Réparer les vivants – Maylis de Kerangal (2014)
Une journée, un cœur, une chaîne humaine : accident, don d’organes, greffe. Kerangal écrit au présent, dans une langue ample, presque musicale, qui épouse le mouvement des corps, des machines, des décisions. Le roman impressionne par son équilibre : précision technique sans froideur, émotion sans pathos. Tout est là : le deuil, l’éthique, la solidarité, la beauté concrète du soin.
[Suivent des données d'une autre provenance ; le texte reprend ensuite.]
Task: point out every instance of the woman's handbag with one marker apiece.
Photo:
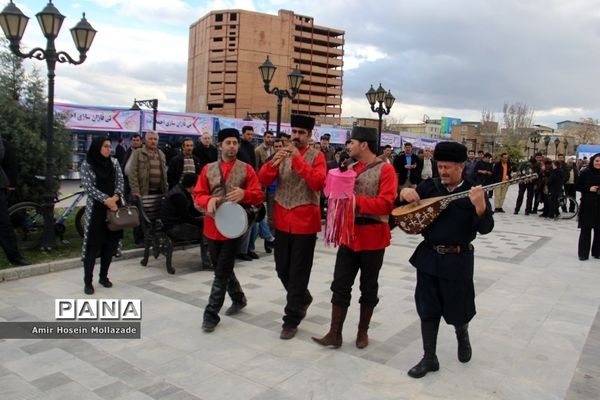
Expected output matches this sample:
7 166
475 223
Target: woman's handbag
125 217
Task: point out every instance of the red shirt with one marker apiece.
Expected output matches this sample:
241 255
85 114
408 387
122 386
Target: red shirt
253 194
305 219
374 236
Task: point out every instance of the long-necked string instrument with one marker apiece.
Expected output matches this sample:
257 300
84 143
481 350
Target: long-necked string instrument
415 217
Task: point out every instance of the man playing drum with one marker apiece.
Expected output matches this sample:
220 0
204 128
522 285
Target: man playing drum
444 259
300 172
227 180
375 190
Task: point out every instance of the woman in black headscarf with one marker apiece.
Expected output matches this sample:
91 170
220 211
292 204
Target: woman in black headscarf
102 181
588 184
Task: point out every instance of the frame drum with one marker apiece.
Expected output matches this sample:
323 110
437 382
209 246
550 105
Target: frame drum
231 220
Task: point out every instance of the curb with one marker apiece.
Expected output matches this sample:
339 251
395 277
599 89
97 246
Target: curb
10 274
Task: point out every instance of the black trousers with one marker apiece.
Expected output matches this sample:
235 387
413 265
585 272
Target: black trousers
436 297
293 262
347 265
8 240
105 250
223 253
585 242
526 188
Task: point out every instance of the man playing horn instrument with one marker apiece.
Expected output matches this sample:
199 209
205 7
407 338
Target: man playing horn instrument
228 179
444 260
300 172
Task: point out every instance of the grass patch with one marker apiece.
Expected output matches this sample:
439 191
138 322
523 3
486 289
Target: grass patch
70 247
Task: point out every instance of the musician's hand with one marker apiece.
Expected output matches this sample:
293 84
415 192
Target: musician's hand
236 195
410 195
212 205
477 197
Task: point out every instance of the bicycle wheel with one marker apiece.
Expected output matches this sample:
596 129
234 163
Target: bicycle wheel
28 224
79 221
568 208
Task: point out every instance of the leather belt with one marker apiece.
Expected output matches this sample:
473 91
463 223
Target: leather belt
366 221
451 249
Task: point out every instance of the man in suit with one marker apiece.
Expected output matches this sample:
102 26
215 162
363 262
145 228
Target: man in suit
408 168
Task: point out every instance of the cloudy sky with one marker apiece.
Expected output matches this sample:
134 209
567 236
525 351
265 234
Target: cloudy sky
452 58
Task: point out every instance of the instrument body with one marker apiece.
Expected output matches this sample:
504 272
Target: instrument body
414 218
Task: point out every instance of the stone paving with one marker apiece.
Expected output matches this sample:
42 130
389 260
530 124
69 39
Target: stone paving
536 334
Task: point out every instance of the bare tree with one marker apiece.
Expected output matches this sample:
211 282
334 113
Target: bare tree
518 119
587 131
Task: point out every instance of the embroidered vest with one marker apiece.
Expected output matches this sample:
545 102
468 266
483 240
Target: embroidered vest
292 191
367 184
237 177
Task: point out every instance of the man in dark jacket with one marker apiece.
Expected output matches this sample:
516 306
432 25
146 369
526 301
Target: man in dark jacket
183 163
444 259
8 178
182 221
408 168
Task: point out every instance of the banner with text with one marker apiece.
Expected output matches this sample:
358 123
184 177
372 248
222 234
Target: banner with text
98 119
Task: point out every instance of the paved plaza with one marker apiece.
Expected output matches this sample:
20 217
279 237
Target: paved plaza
536 334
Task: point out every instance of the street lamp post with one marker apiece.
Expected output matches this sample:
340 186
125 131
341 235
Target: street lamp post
13 23
546 143
385 100
265 116
267 71
535 139
151 103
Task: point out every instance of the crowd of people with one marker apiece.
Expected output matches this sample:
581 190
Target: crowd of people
288 175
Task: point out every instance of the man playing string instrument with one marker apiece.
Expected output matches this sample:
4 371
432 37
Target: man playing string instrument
444 259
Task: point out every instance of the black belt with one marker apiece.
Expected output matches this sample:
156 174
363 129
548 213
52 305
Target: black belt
451 249
366 221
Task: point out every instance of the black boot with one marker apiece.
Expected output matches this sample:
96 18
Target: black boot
333 338
464 346
205 255
215 302
429 362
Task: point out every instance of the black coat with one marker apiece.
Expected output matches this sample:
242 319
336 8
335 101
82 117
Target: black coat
176 169
458 224
589 211
415 174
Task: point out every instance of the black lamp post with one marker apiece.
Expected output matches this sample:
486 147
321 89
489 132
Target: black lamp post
13 23
152 103
267 71
546 143
266 116
535 139
384 99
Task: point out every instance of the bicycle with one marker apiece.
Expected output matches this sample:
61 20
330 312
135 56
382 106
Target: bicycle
27 219
568 207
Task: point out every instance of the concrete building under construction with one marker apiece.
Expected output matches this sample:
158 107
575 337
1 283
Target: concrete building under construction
226 48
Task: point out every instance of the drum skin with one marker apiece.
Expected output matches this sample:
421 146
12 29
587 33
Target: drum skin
231 220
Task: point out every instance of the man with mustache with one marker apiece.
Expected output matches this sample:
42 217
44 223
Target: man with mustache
444 259
300 172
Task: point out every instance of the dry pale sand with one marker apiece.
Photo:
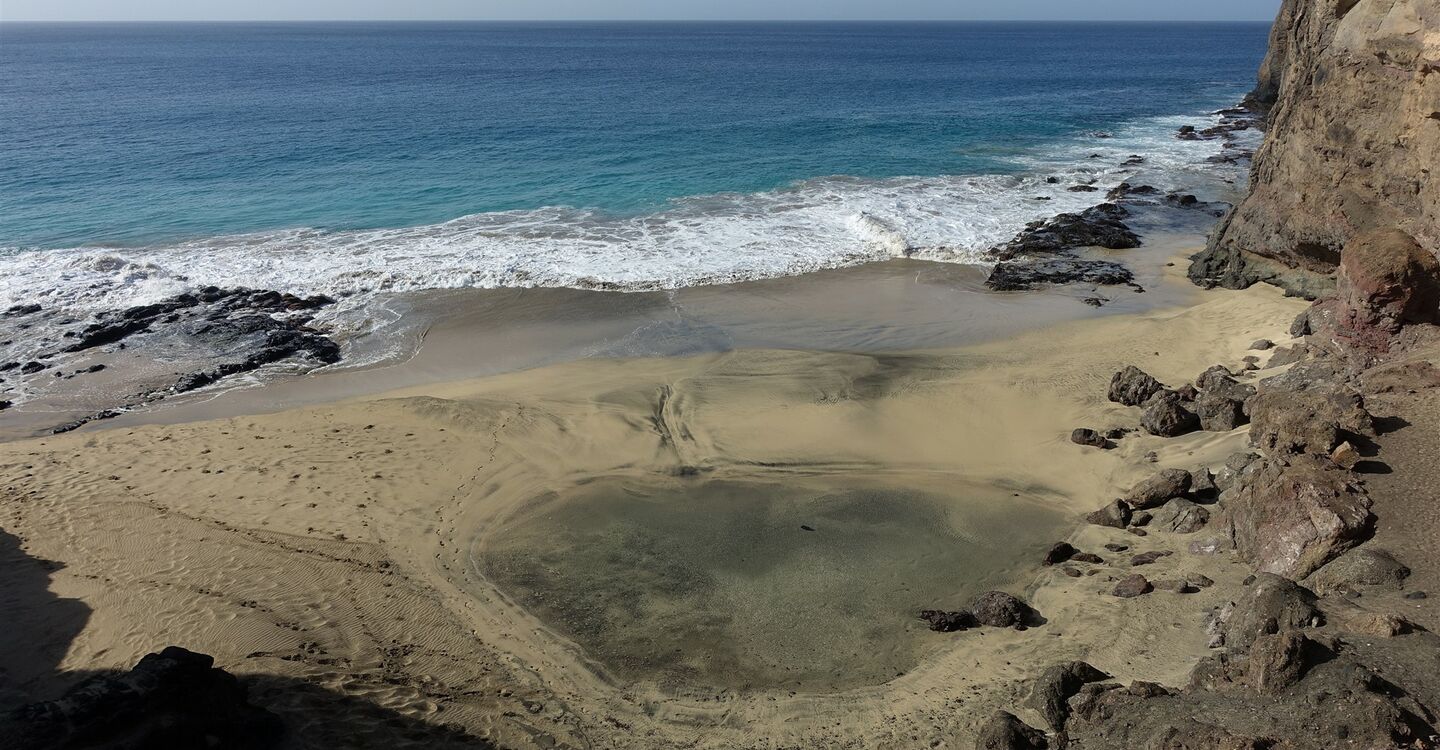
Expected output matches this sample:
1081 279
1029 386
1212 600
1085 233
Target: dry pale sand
357 546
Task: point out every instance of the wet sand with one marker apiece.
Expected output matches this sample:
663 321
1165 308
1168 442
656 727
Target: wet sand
447 336
431 549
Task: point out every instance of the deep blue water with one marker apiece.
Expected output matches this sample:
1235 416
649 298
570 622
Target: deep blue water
143 134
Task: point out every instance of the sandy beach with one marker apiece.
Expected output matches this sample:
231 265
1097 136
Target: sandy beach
713 550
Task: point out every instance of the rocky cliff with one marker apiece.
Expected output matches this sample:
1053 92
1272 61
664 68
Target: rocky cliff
1352 92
Réparer les vivants transforme un dispositif médical en grand récit collectif, et rappelle que “réparer” n’efface rien, mais permet de continuer.
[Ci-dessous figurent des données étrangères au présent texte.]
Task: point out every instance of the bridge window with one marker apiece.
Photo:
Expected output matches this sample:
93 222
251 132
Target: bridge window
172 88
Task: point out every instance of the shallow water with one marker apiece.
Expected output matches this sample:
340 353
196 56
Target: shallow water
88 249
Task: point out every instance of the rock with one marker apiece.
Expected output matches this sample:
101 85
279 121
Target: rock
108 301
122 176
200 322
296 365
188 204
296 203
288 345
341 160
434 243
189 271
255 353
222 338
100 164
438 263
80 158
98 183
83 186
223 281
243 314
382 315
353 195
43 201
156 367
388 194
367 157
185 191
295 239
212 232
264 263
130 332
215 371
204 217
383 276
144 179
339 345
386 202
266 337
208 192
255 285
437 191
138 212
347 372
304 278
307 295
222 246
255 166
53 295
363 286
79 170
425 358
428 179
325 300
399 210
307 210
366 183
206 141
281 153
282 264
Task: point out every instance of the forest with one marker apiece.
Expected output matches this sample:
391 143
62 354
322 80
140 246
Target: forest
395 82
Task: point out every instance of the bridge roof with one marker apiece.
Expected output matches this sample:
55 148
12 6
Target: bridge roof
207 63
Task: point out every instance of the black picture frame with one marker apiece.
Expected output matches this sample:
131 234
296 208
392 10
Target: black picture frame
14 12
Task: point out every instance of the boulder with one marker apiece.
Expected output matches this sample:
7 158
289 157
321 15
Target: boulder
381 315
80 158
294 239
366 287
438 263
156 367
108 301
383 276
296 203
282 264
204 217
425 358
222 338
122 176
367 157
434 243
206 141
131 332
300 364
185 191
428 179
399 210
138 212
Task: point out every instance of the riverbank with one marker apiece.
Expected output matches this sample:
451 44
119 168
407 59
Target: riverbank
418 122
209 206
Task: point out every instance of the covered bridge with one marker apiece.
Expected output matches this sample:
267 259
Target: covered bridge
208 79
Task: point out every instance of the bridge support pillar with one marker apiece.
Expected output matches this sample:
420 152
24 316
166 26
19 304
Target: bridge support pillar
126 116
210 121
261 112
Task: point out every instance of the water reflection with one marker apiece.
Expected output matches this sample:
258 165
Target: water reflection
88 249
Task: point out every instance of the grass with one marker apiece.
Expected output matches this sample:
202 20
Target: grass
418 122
Vernon Subutex – Virginie Despentes (2016/2018)
Trilogie chorale et électrique : Vernon, ex-disquaire à la dérive, devient point de convergence d’une galerie de personnages (précaires, bourgeois, artistes, flics, paumés) qui racontent la France contemporaine à hauteur de trottoir. Despentes a le sens du portrait qui mord, du dialogue qui fuse, du désespoir qui se déguise en sarcasme. C’est drôle, violent, tendre parfois, et furieusement vivant. Vernon Subutex capte la fin d’un monde (culture rock, promesses sociales) et l’invention bancale d’un autre, dans les marges.
Sérotonine – Michel Houellebecq (2019)
Dépression, impuissance, effondrement intime et social : Houellebecq revient à son grand sujet : l’homme occidental vidé, au milieu des ruines d’un pays qui ne croit plus à rien. Le narrateur observe, se dissout, se souvient, et son mal-être devient un symptôme national (agriculture, Europe, colère sourde). C’est souvent drôle, parfois glaçant, et traversé d’une tristesse plus nue que d’habitude. Sérotonine est un roman de disparition (du désir, des illusions, des liens) avec cette lucidité qui fait grincer des dents.
La plus secrète mémoire des hommes – Mohamed Mbougar Sarr (2021)
Mohamed Mbougar Sarr bâtit un roman-enquête sur un écrivain « maudit » et un chef-d’œuvre introuvable, mais le vrai sujet est ailleurs : la littérature comme légende, comme pouvoir, comme piège. Paris, Dakar, archives, critiques, amitiés, rivalités… le livre circule à travers les voix et les époques, en posant une question simple et vertigineuse : que cherche-t-on quand on cherche un livre ? Foisonnant, généreux, parfois joueur, il réfléchit aussi à l’assignation (postcoloniale, médiatique) et au désir d’échapper aux catégories.
Toutes les nuances de la nuit – Chris Whitaker (2024)
Whitaker sait marier le page-turner et le roman sensible : une intrigue criminelle sert de colonne vertébrale, mais le cœur bat dans les blessures, les fidélités, les obsessions. On y trouve l’Amérique des petites villes, les destins qui bifurquent, et ce moment où la jeunesse se fracture. L’écriture est fluide, l’émotion tient sur la durée, et le suspense n’empêche pas la nuance. Un grand récit d’ombre et de lumière, où chaque personnage semble tenter de survivre à sa propre histoire.
La maison vide – Laurent Mauvignier (2025)
Roman familial, roman d’archives, roman des silences : Mauvignier ouvre une maison fermée (au propre comme au figuré) et laisse remonter quatre générations, leurs non-dits, leurs violences, leurs effacements, jusque dans les photos mutilées. L’écriture avance à pas feutrés, mais elle creuse profond : la transmission, la honte sociale, les fantômes du XXe siècle, et la fabrication d’un récit quand la mémoire manque. La Maison vide a la force d’un tombeau et d’une réparation, sans consolation facile.